El privilegio de leer y escribir es bastante reciente. Es una de esas batallas que la humanidad le ha ganado a sí misma, y que quienes formamos parte de una generación que no tuvo que librarlas las damos por sentado. Por eso me generan una fascinación enorme la pintura, la escultura y la arquitectura hasta el siglo XIX. Es que hasta ese entonces esos eran los mecanismos de transmisión de conocimiento, de ideas, de denuncia y de expresión para miles de personas que no podían abrir un libro y aprender sobre mitología griega, bíblica o que no podían escribir en un diario sus preocupaciones o anhelos. El arte fue el medio por excelencia de propaganda de poder desde el tiempo de Augusto, emperador de Roma, quien perfeccionó el mecanismo de patrocinar artistas que le ayudaran a reformar la historia a través de sus mitos y basar su poder en una imagen que le llegaba a su pueblo a través de obras de arte. Era una forma de mostrar, de crear una identidad propia y universal, de contar. La historia de la humanidad no sólo está escrita en libros, sino en las obras de arte que hemos heredado y guardado de generaciones anteriores.

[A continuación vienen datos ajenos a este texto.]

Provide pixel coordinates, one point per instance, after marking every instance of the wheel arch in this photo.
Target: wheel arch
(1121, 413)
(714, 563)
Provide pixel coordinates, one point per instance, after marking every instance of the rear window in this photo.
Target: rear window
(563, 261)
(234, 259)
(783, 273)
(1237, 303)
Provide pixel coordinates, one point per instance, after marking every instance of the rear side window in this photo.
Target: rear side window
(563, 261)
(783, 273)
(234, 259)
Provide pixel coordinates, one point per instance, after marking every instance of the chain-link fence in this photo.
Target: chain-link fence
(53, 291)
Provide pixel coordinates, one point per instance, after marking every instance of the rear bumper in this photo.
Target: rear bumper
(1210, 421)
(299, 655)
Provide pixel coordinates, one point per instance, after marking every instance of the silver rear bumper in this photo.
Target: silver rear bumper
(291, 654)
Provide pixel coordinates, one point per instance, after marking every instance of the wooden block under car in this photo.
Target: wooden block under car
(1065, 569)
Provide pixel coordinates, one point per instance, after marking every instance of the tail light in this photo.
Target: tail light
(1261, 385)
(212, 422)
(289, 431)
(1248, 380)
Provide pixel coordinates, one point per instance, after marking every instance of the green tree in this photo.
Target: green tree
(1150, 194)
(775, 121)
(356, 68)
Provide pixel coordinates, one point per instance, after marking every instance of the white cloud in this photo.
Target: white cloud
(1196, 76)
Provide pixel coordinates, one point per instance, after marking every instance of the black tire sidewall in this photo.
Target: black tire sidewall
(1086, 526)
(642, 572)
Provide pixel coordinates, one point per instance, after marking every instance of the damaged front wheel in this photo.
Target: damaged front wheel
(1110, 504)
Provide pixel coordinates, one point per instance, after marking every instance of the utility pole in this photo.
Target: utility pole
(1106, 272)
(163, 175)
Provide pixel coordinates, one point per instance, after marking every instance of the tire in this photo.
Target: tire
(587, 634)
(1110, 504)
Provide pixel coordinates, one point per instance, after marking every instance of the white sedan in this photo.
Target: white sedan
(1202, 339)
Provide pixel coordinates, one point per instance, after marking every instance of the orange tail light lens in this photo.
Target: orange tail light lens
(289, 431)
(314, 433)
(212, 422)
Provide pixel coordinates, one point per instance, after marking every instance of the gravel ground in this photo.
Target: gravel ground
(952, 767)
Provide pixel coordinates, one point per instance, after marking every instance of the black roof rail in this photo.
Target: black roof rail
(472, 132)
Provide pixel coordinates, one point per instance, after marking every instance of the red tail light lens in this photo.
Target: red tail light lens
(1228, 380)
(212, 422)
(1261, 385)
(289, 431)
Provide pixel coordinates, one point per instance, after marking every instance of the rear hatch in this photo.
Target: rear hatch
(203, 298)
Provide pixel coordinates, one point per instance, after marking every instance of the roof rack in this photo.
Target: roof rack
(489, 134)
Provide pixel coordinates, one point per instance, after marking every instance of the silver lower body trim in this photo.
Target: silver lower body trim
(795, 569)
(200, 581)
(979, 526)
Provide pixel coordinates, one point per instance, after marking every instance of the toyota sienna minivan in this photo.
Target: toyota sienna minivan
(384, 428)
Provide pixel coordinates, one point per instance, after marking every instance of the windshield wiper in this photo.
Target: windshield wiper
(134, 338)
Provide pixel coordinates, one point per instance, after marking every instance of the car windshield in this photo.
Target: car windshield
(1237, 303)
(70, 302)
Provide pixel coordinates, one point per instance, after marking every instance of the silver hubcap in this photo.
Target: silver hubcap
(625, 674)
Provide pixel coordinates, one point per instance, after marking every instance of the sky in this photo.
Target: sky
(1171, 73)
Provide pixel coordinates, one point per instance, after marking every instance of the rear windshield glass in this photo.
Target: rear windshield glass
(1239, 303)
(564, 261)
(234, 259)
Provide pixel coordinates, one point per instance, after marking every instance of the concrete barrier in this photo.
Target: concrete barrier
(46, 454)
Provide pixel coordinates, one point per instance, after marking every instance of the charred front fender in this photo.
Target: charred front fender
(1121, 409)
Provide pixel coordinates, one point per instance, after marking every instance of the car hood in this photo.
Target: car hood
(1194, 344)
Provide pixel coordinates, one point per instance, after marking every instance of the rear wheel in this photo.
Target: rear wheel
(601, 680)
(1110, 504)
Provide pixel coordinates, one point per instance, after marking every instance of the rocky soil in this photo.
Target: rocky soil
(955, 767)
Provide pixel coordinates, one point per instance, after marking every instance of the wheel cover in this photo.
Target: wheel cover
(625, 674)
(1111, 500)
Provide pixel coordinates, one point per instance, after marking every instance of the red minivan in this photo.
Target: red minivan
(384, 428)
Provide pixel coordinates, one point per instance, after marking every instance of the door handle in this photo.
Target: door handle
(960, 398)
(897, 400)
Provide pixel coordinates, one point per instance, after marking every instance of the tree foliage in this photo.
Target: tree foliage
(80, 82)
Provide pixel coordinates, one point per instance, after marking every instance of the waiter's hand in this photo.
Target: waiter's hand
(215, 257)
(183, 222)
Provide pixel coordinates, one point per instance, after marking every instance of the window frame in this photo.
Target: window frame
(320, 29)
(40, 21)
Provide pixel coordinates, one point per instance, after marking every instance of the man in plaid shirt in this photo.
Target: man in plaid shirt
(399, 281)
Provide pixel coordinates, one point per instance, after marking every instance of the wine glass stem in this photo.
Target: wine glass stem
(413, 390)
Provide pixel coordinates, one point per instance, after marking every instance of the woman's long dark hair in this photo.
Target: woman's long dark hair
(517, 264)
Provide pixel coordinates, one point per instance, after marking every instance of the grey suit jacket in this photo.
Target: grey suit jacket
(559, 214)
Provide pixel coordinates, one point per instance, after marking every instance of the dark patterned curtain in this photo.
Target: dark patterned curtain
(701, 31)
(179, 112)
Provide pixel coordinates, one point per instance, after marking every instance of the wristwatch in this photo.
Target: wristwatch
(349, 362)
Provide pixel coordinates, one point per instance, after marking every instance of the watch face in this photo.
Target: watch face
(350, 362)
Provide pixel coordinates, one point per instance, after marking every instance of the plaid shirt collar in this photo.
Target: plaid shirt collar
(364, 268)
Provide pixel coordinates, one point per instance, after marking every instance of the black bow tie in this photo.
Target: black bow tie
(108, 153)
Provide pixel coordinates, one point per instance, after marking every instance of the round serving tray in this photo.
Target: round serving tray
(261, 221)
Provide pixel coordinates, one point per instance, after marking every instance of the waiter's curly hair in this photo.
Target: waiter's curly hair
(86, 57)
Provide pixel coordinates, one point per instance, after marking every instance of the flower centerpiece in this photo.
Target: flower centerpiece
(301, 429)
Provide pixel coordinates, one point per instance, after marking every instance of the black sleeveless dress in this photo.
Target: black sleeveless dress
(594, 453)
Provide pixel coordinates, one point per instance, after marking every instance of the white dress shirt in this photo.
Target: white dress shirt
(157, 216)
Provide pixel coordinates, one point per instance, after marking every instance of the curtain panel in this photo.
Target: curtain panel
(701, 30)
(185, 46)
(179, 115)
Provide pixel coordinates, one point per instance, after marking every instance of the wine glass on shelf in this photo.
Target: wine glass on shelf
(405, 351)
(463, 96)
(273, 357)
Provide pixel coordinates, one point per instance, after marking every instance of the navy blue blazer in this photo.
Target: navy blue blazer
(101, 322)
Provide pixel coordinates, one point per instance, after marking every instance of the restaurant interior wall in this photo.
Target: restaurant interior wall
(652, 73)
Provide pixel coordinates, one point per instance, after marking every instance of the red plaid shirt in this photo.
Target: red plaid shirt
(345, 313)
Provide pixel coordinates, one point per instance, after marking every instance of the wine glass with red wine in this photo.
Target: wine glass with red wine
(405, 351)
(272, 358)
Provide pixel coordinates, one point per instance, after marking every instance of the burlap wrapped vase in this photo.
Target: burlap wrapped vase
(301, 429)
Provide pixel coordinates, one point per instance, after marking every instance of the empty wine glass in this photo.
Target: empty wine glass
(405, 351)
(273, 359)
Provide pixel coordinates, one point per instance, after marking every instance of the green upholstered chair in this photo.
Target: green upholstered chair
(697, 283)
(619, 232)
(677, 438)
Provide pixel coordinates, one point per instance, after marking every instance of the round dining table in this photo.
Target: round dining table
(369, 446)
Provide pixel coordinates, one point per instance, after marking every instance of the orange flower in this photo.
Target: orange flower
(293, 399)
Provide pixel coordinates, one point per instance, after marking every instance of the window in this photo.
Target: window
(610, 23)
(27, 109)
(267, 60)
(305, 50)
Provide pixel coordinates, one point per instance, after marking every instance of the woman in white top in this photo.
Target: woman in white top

Durante el siglo XIX países como Francia y Alemania tenían apenas un 30% de alfabetización. Austria y Francia tenían de un 50 a un 45% de ciudadanos que no podían leer ni escribir y en España la cifra llegaba a 75% y en Rusia a un 90%. Según datos de la Unesco hoy en día los países desarrollados han erradicado el analfabetismo y en América Latina las cifras más bajas están por debajo del 20%. Es el continente africano el que todavía tiene algunos países con cifras alarmantes, como Níger o Chad que están cerca del 80% del analfabetismo.
Así que el libro, la biblioteca, el texto de escuela es un privilegio bastante reciente. Es la herramienta más importante que hemos desarrollado desde que descubrimos el fuego, desde que inventamos las herramientas de hierro y ciertamente mucho más constructiva que la pólvora. Leer y escribir son las herramientas que nos abren los mundos: el interior y el interno. Es gracias a ellas que no sólo podemos ver otras culturas, otras gentes, otros períodos, por nosotros mismos y sin otro intermediario que el historiador y el autor, sino que podemos convertirnos nosotros en intérpretes de todas esas realidades, pensando, escribiendo. Y al soñar con lo universal viajamos también a nuestro mundo particular donde se encuentra la semilla de nuestra identidad, pero sobre todo de nuestra libertad.
Llevamos poco más de cien años siendo poco más que lectores de imágenes. Todavía no entendemos las dimensiones del poder que se nos da cuando somos capaces de ir en busca de nuestras propias ideas. Cada vez que leemos un libro abrimos una ventana y rompemos una cadena, perfeccionamos el oficio de pensar y somos menos manipulables. Es por eso que los tiranos y los malos gobernantes no quieren que la gente lea.